Die österreichische Schengen-Blockade könnte ein Nachspiel vor dem Europäischen Gerichtshof (EuGH) haben. Der rumänische EU-Abgeordnete Eugen Tomac hat nämlich die Europäische Kommission aufgefordert, Österreich wegen des Vetos vor dem EU-Höchstgericht zu verklagen. Wie der Abgeordnete der Europäischen Volkspartei (EVP) argumentiert, bleiben Rumänien durch die Blockade europäische Grundrechte verwehrt, konkret die Freizügigkeit seiner Bürger und die Warenfreizügigkeit.

Als Hüterin der EU-Verträge sei die Europäische Kommission in der Pflicht, gegen Österreich vorzugehen, sagte der konservative Abgeordnete. Sein sozialdemokratischer Kollege Tudor Ciuhodaru unternahm indes im Europaparlament einen alternativen Vorstoß. Bei der Plenarsitzung in Straßburg verlangte er den Beschluss eines "sehr klaren Zeitplans" für den Schengen-Beitritt Rumäniens sowie ein "Sanktionsverfahren" gegen jene Staaten, die diesbezüglich die EU-Verträge nicht respektieren. "Es ist unglaublich, falsch und unfair dass einige gleicher sind als andere und das muss aufhören. Ich will, dass wir wie die Franzosen, Engländer, Niederländer und Österreicher behandelt werden", so Ciuhodaru nach Angaben der Agentur Agerpres.

Österreich legte Veto ein

Alle EU-Mitglieder mit Ausnahme Irlands sind nicht nur berechtigt, sondern sogar verpflichtet, Mitglieder des Schengenraumes zu werden. Rumänien wartet wie Bulgarien seit seinem EU-Beitritt im Jahr 2007 auf die Zulassung zum Schengenraum. Nach jahrelangen Blockaden und Vorbereitungen hatte die EU-Kommission den beiden Ländern jüngst Schengenreife attestiert. Für den Beitritt ist aber ein einstimmiger Beschluss der bestehenden Schengen-Mitglieder erforderlich. Dieser scheiterte bei einer Sitzung der EU-Innenminister am vergangenen Donnerstag am Veto Österreichs.

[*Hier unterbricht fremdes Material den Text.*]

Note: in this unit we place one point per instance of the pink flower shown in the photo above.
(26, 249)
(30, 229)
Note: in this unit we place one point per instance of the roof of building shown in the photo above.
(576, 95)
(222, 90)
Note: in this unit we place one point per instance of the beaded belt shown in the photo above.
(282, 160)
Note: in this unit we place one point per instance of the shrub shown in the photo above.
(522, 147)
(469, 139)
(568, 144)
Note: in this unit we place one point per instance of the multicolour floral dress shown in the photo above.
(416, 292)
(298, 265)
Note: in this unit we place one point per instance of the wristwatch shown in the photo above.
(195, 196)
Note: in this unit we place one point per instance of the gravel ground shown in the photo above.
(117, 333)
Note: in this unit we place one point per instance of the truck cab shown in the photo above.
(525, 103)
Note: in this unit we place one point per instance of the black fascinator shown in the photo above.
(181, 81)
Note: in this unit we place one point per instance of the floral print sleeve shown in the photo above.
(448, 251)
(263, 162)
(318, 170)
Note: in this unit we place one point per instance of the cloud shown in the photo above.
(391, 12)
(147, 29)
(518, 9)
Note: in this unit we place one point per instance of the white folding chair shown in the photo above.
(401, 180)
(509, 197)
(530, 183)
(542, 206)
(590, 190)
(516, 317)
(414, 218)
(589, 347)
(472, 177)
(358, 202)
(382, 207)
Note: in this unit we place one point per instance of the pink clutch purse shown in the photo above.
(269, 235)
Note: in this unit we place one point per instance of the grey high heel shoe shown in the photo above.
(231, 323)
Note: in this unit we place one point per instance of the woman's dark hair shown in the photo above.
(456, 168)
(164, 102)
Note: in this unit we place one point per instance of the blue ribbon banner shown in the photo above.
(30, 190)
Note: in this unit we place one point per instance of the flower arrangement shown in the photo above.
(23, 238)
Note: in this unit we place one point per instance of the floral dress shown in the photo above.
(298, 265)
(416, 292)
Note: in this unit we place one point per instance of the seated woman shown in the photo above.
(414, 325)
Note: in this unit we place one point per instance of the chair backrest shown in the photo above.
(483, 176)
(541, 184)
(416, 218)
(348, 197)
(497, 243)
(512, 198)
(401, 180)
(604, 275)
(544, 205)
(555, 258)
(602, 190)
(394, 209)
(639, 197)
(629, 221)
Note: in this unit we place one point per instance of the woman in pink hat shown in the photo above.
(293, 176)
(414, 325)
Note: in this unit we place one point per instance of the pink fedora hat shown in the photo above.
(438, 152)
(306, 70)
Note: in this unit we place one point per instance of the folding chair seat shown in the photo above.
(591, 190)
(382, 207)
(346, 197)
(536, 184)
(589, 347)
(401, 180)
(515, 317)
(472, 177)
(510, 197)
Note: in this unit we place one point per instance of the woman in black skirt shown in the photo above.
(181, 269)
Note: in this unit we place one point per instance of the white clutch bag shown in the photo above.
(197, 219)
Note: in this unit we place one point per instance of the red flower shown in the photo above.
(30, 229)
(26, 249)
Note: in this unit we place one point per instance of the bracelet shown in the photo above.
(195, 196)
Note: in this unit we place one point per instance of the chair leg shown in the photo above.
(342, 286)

Rumänien hatte zuvor auch Vorbehalte seitens Schwedens und der Niederlande ausräumen können. Für großen Ärger in Bukarest sorgt, dass Österreich erst kurz vor der Entscheidung eine radikale Kehrtwende vollzogen habe, nachdem es zuvor Zustimmung zur Schengen-Erweiterung signalisiert habe. Als besonderer Tiefschlag wurde empfunden, dass Wien die Schengen-Erweiterung nicht komplett blockierte, sondern letztlich der Aufnahme Kroatiens zustimmte.

Schallenberg führt Gespräche

Außenminister Alexander Schallenberg (ÖVP) bemühte sich indes, die Wogen nach dem Schengen-Fiasko zu glätten. Wie das rumänische Außenministerium am Dienstag mitteilte, initiierte Schallenberg am Rande des EU-Außenministertreffens am Montag in Brüssel ein Gespräch mit seinem Bukarester Amtskollegen Bogdan Aurescu. Thema sei Österreichs Veto gegen den Schengenraum gewesen, hieß es vom rumänischen Außenministerium. Aurescu habe dabei klargestellt, dass sein Land Österreichs Sorgen wegen der zunehmenden illegalen Migration zwar nachvollziehen könne. Der Schengen-Beitritt solle aber "nicht künstlich mit Problemen verquickt" werden, die keineswegs zu Lasten Rumänien gingen, wie sämtliche Frontex- und Europol-Daten belegen.

Sein Land erwarte daher seitens Wien konstruktive Lösungsansätze, Zusammenarbeit sowie letztlich ein Umdenken in der Angelegenheit der Schengen-Erweiterung um Rumänien, betonte Aurescu. Behauptungen der österreichischen Seite über einen angeblichen Druck der rumänischen Behörden auf in Rumänien aktive österreichische Unternehmen habe Aurescu dezidiert zurückgewiesen und missbilligt, hieß es weiter in der Aussendung des Außenamtes in Bukarest.

Neuerlicher Affront Österreichs geortet

Für Aufregung in Bukarest sorgte, dass die österreichische Botschafterin Adelheid Folie am Dienstag einem Empfang der Botschafter aller EU-Staaten bei Präsident Klaus Johannis fernblieb. Medien werteten dies als neuerlichen Affront Österreichs gegenüber Rumänien. Eine Sprecherin des Wiener Außenamts erklärte, dass Folie "momentan abwesend" sei. Grund sei ein "lang geplanter medizinischer Eingriff", dem sie sich unterziehen müsse. Folie werde nach Weihnachten wieder auf ihren Posten als österreichische Missionschefin in Bukarest zurückkehren und bis dahin von ihrem Stellvertreter Georg Oberreiter vertreten.